After decades speculating on what Islamists would do when they came to power, academics and Islamists themselves finally have their answer. And it is confusing. In the Sunni hinterland between Syria and Iraq, the Islamic State established a government by brute force and implemented an extreme interpretation of Islamic law. On the opposite end of the spectrum, Tunisia’s Ennahda Party governed in coalition with two secular parties, ratified a liberal constitution, and voluntarily stepped down from power. In Egypt, the Muslim Brotherhood presided over a controversial year in power, alienating most of the country’s major political forces before being overthrown by a military coup.
These dramatic developments, coming in rapid succession, have challenged, and in some cases undermined, the conventional wisdom on political Islam, and forced policymakers to confront the fact that their knowledge of and capacity to engage with such groups remains limited.
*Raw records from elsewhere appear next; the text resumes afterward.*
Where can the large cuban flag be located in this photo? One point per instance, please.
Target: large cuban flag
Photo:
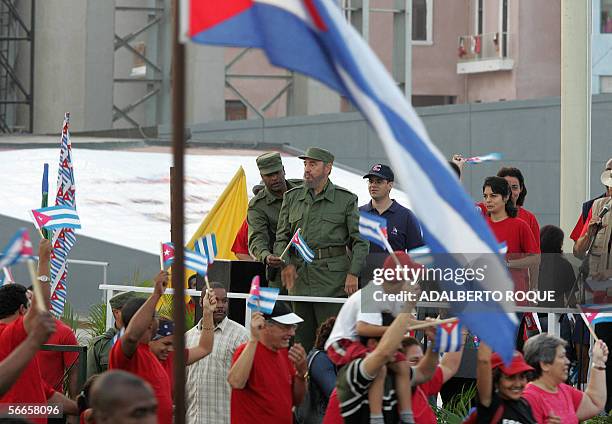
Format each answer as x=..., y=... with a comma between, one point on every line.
x=312, y=37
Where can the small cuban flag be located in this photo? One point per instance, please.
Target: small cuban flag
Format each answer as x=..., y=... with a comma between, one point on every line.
x=167, y=254
x=17, y=250
x=373, y=228
x=596, y=314
x=300, y=245
x=56, y=217
x=448, y=337
x=491, y=157
x=207, y=246
x=196, y=262
x=262, y=298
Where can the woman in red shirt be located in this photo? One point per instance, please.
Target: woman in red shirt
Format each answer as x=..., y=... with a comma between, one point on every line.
x=502, y=218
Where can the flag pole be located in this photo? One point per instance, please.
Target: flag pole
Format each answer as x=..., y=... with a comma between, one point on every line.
x=389, y=248
x=431, y=324
x=40, y=300
x=589, y=327
x=177, y=214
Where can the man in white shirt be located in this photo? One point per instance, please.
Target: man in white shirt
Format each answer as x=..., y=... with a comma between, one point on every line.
x=208, y=392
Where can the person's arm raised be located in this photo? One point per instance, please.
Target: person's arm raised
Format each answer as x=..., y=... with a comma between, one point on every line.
x=141, y=320
x=205, y=344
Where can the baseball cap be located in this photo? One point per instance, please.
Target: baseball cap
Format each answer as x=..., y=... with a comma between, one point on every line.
x=381, y=171
x=517, y=366
x=166, y=328
x=283, y=314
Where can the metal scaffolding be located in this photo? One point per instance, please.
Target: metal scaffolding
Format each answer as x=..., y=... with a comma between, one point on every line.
x=16, y=32
x=154, y=56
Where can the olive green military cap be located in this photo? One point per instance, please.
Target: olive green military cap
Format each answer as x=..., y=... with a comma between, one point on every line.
x=119, y=301
x=269, y=163
x=317, y=153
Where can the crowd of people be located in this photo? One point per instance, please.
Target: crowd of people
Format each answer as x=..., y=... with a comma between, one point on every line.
x=307, y=362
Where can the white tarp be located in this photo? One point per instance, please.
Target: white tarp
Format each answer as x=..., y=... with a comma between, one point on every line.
x=123, y=197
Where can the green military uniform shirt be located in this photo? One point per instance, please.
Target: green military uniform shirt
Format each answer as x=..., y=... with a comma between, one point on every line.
x=262, y=217
x=329, y=224
x=97, y=354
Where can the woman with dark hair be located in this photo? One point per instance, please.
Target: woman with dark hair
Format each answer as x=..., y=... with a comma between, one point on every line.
x=500, y=389
x=322, y=373
x=517, y=187
x=548, y=394
x=522, y=253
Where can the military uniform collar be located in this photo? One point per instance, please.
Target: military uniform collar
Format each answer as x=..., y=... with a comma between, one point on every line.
x=271, y=198
x=329, y=191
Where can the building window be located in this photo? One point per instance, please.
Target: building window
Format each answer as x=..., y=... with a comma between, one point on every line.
x=235, y=110
x=606, y=16
x=422, y=20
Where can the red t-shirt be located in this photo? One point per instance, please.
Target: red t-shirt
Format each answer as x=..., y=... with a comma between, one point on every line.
x=519, y=239
x=423, y=414
x=526, y=216
x=564, y=403
x=29, y=388
x=53, y=364
x=146, y=365
x=267, y=396
x=241, y=242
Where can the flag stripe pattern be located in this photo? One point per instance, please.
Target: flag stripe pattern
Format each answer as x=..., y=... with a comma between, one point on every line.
x=56, y=217
x=448, y=337
x=207, y=246
x=262, y=298
x=312, y=37
x=18, y=249
x=64, y=238
x=373, y=228
x=302, y=248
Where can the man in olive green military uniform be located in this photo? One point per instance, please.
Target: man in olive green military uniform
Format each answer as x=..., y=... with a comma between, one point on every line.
x=262, y=215
x=328, y=219
x=99, y=348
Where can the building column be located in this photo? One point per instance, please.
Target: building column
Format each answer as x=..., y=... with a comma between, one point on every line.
x=575, y=159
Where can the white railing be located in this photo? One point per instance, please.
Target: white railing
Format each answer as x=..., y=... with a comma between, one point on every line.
x=554, y=314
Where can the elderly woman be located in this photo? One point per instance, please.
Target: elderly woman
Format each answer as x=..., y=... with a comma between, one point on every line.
x=549, y=397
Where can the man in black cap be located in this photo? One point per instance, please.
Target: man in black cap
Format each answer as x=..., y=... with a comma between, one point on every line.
x=97, y=354
x=268, y=377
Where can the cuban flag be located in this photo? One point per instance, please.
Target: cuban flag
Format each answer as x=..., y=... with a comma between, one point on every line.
x=56, y=217
x=448, y=337
x=302, y=248
x=596, y=314
x=313, y=37
x=207, y=246
x=64, y=238
x=491, y=157
x=18, y=249
x=196, y=262
x=374, y=228
x=167, y=254
x=262, y=298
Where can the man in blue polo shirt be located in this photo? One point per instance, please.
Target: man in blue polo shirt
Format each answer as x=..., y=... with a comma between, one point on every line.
x=403, y=229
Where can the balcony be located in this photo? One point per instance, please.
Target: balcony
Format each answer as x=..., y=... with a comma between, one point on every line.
x=484, y=53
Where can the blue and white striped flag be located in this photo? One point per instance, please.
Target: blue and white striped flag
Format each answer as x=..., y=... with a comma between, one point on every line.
x=300, y=245
x=56, y=217
x=374, y=228
x=314, y=38
x=196, y=262
x=207, y=246
x=448, y=337
x=18, y=249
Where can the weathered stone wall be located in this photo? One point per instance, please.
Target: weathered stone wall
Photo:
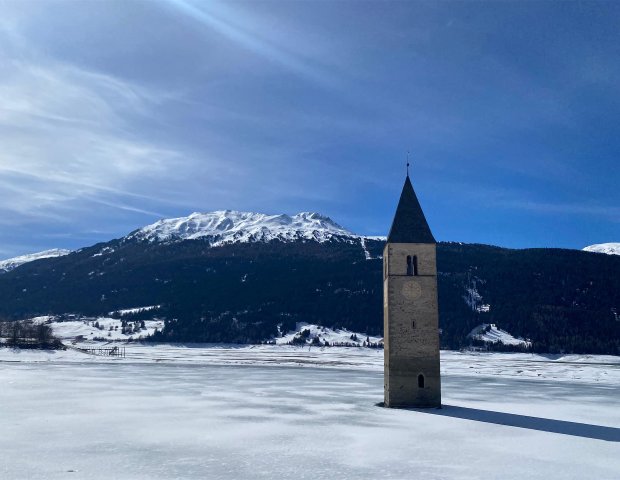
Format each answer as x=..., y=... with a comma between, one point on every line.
x=411, y=322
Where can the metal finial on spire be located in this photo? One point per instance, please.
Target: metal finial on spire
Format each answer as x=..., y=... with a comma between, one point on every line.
x=407, y=162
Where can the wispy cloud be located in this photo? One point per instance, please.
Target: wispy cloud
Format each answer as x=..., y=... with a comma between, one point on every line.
x=67, y=132
x=237, y=26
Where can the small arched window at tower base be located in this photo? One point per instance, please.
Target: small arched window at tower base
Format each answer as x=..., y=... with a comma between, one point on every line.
x=412, y=265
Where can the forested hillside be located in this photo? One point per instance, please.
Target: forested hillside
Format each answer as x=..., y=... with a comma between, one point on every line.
x=562, y=300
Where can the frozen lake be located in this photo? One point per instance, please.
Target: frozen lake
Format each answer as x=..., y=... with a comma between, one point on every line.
x=179, y=412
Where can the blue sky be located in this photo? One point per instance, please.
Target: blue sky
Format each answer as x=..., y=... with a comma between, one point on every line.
x=115, y=114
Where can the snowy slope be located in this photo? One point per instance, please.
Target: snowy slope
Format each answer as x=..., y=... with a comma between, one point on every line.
x=325, y=334
x=109, y=329
x=608, y=248
x=229, y=226
x=11, y=263
x=489, y=333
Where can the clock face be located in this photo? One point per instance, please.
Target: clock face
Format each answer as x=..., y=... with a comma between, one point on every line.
x=411, y=290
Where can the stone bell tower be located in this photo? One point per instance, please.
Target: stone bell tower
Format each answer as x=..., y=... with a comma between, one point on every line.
x=410, y=312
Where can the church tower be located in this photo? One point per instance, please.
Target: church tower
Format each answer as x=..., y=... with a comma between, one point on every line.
x=410, y=311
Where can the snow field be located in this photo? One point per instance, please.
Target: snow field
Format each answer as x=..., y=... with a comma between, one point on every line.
x=171, y=419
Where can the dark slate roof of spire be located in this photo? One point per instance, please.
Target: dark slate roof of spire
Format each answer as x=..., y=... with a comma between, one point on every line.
x=409, y=225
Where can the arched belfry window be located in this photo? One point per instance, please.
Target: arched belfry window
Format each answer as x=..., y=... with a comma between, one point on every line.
x=412, y=265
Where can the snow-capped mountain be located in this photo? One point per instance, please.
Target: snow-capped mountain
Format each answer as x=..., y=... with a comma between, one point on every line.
x=608, y=248
x=11, y=263
x=229, y=226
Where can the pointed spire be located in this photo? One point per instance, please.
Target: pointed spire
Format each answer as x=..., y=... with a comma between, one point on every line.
x=407, y=163
x=409, y=225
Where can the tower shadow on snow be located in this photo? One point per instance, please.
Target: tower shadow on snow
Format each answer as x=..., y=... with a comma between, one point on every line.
x=585, y=430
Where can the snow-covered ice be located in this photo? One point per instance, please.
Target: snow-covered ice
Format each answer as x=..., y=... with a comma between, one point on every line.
x=608, y=248
x=194, y=411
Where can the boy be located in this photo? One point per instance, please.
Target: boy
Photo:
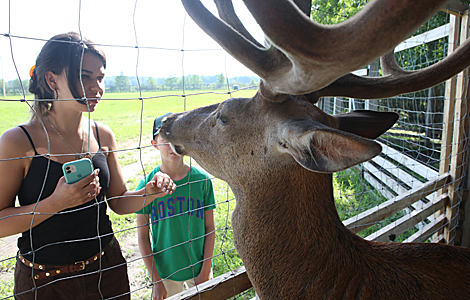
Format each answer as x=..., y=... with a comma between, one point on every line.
x=183, y=231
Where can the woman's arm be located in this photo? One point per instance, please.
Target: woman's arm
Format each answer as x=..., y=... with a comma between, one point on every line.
x=209, y=242
x=159, y=290
x=120, y=200
x=13, y=220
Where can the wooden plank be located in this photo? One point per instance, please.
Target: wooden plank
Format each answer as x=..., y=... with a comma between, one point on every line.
x=394, y=205
x=361, y=72
x=455, y=7
x=378, y=185
x=427, y=231
x=408, y=221
x=410, y=163
x=423, y=38
x=384, y=178
x=223, y=287
x=459, y=140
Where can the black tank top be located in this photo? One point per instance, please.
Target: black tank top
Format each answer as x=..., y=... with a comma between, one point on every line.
x=72, y=234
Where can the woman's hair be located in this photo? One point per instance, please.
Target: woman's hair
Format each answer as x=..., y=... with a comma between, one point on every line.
x=62, y=53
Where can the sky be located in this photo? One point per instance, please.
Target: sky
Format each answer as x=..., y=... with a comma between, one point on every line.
x=161, y=29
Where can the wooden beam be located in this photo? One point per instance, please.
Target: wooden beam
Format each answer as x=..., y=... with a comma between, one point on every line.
x=413, y=165
x=408, y=221
x=459, y=141
x=394, y=205
x=427, y=231
x=223, y=287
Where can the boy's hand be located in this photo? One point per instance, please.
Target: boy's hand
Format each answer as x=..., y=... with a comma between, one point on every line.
x=161, y=182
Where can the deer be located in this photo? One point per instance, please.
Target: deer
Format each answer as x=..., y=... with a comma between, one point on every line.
x=278, y=150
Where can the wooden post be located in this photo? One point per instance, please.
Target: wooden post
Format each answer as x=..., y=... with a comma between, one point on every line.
x=449, y=104
x=459, y=145
x=371, y=104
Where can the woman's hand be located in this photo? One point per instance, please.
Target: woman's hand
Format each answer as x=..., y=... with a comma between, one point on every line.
x=160, y=182
x=159, y=291
x=69, y=195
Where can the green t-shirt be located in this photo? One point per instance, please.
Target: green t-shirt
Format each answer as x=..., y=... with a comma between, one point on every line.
x=178, y=225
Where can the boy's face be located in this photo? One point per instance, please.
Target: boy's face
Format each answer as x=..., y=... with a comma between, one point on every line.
x=165, y=150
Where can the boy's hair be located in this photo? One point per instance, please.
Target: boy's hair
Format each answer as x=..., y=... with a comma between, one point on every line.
x=157, y=124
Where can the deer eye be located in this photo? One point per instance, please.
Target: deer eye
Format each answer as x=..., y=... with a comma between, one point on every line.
x=223, y=119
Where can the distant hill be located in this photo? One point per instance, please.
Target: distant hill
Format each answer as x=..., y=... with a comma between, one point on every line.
x=109, y=80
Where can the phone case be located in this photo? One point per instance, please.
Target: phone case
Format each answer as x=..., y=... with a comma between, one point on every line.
x=77, y=169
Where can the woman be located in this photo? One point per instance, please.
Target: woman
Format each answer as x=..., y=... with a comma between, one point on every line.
x=66, y=231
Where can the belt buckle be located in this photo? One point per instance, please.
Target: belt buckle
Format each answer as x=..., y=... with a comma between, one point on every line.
x=81, y=263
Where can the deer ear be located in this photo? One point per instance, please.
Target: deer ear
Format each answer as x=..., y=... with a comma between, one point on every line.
x=366, y=123
x=323, y=149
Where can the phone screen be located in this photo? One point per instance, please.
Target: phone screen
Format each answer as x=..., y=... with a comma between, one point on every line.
x=77, y=169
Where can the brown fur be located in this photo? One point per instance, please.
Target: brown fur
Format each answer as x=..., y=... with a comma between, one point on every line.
x=286, y=228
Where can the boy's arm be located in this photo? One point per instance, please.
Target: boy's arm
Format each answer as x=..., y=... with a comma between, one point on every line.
x=159, y=291
x=209, y=242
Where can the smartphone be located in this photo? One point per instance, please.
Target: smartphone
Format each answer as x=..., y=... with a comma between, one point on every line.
x=77, y=169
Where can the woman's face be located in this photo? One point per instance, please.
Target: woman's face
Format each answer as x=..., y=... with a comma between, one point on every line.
x=91, y=83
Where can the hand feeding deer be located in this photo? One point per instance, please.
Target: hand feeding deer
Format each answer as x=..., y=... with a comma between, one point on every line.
x=277, y=151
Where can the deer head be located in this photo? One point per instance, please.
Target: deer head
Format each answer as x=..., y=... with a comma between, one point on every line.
x=277, y=150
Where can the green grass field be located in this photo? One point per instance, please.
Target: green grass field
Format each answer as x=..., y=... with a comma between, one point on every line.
x=127, y=118
x=124, y=116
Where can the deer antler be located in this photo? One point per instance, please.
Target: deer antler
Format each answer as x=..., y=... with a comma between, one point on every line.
x=396, y=80
x=304, y=56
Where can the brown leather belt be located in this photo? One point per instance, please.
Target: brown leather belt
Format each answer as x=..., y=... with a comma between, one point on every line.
x=56, y=270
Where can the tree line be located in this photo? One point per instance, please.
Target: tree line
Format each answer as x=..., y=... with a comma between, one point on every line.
x=123, y=83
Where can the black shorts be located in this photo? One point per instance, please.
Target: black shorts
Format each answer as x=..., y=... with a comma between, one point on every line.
x=91, y=283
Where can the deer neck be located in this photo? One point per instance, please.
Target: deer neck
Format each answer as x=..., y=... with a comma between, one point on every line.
x=290, y=225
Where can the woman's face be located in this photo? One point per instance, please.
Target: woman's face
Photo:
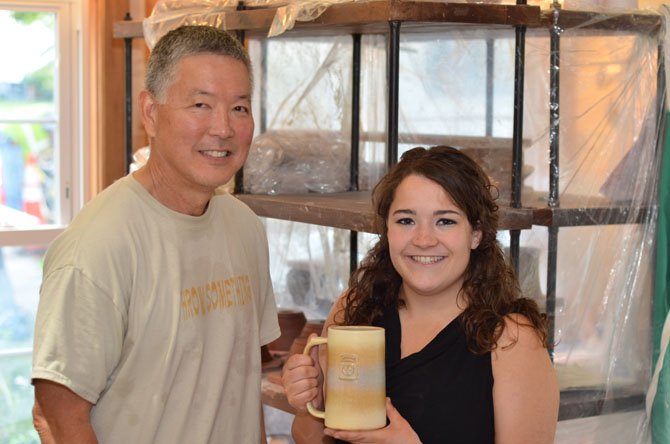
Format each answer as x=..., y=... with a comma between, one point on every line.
x=430, y=239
The 11 working papers which form part of our “Rethinking Political Islam” initiative are an attempt, drawing on the latest field research from top young scholars, to think more systematically about changes in the mainstream Islamist movement and what to do about it. What lessons should academics, policymakers, and mainstream Islamists out of power draw from these divergent examples of Islamists in power?
Much of the recent academic literature on mainstream Islamists is oriented around the “inclusion-moderation hypothesis,” the notion that the more democratization there is in a given polity, the more Islamist groups moderate their rhetoric and policy on a variety of indicators. This has also been expressed in policymaking circles, including most famously by President George W. Bush, as the “pothole theory” of democracy. The Brotherhood’s growing illiberalism during the democratic opening of 2011 to 2013 as well as AKP’s embrace of “soft” Islamization suggest that the responsibilities of government do not necessarily compel Islamists toward the political center, something which Hamid discusses in detail in his book “Temptations of Power.”
While Egypt and Tunisia received the most scholarly attention after the Arab uprisings, Islamist parties in Morocco, Yemen, and, importantly, Indonesia and Malaysia, have all played important roles in government that have, so far, received only limited attention. Malaysia and Indonesia are often held up as “models” of Islam and democracy, but, as we see in Joseph Liow’s fascinating working paper on Southeast Asia, more Shariah ordinances have been passed in these two countries than in Egypt, Tunisia, Turkey, or Morocco. Southeast Asia might be a model of something, but it is very much not an example of the virtues of secularization or even, for that matter, the victory of liberalism, or something like it, over Islamism.
There are also new areas of inquiry that have become all the more vital in a post-Arab Spring world, including how Islamists view the viability of gradualist approaches to political change. The use of violence receives the most attention for obvious reasons, but the willingness to use tactical or situational violence is embedded in a broader debate about the nature of political change in contexts where violence becomes normalized.
In recent decades, mainstream Islamist movements had increasingly adopted “elections-first” strategies, devoting organizational resources and attention to electoral politics at the expense of social outreach and religious education (Steven Brooke’s paper on Egypt focuses on the role of social service provision in the Brotherhood’s changing strategy). But the era of electoral politics has passed.
How do Islamists adapt to a world where elections are of increasingly marginal importance? We now have several cases of movements adapting to contexts where the currency of politics is violence. The most striking cases are Syria and Libya, where Brotherhood affiliates have proceeded down an uncertain path, allying themselves with local armed groups or attempting to form their own militias. As Raphaël Lefèvre explains in his paper on Syria, debates over the use of violence in the Syrian Muslim Brotherhood have been contentious. The experiment of funding and supporting allied militias in Syria—“The Shields”—has been a failure, demonstrating the difficulty the Brotherhood has had in shifting from its traditional strengths to something it doesn’t do particularly well.
What these papers demonstrate is that everyone learns lessons, but that’s different than learning the right lessons.